Wer sich ein Tier zum Lebensgefährten machen will, muss gründlichst nachdenken, weil er über Jahre hin Verantwortung übernimmt. Er braucht Zeit für seinen Gefährten, Geld für dessen Bedürfnisse, im Notfall für eine ärztliche Behandlung, und Platz für eine artgerechte Haltung. Und er muss sein Verhalten bis hin zu den Urlaubsreisen auf seinen neuen Freund einstellen. Auch im Umgang mit dem Tier ist Liebe nicht nur ein Hochgefühl, sondern bedeutet auch Arbeit, Treue, Hingabe und Verzicht. Erst dadurch wird sie sich schließlich bewähren.
Tiere kann man nicht umtauschen wie andere Geschenke. Wir auf Aiderbichl können viel davon berichten, von Tieren, die bei uns abgegeben, uns vor die Tür gestellt oder anderswo ausgesetzt werden und über Umwege bei uns ankommen.

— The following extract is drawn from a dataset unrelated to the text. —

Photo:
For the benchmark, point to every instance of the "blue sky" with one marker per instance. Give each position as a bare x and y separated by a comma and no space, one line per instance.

Viele unserer zahlreichen Besucher sagen uns immer wieder, dass sie Aiderbichl gerade in diesen ungewissen Zeiten wie ein Geschenk erleben. Aiderbichl ist ein Ort der Hoffnung und Ostern die rechte Zeit dazu. Unser Ostermarkt versucht die Freude dieses Festes zu vermitteln, für ältere und auch ganz junge Menschen. Hier überleben die Lämmer, kann man die Hasen besuchen. Und wer einem Kind oder einem Freund ein Tier schenken will, kann eine Patenschaft übernehmen, ganz oder teilweise. Und das von uns professionell und liebevoll betreute Tier beobachten und besuchen. So sehen Geschenke aus, die die Freundschaft erhalten, zwischen Mensch und Tier. Vielleicht schenken Sie sich zu Ostern einen Besuch auf Gut Aiderbichl!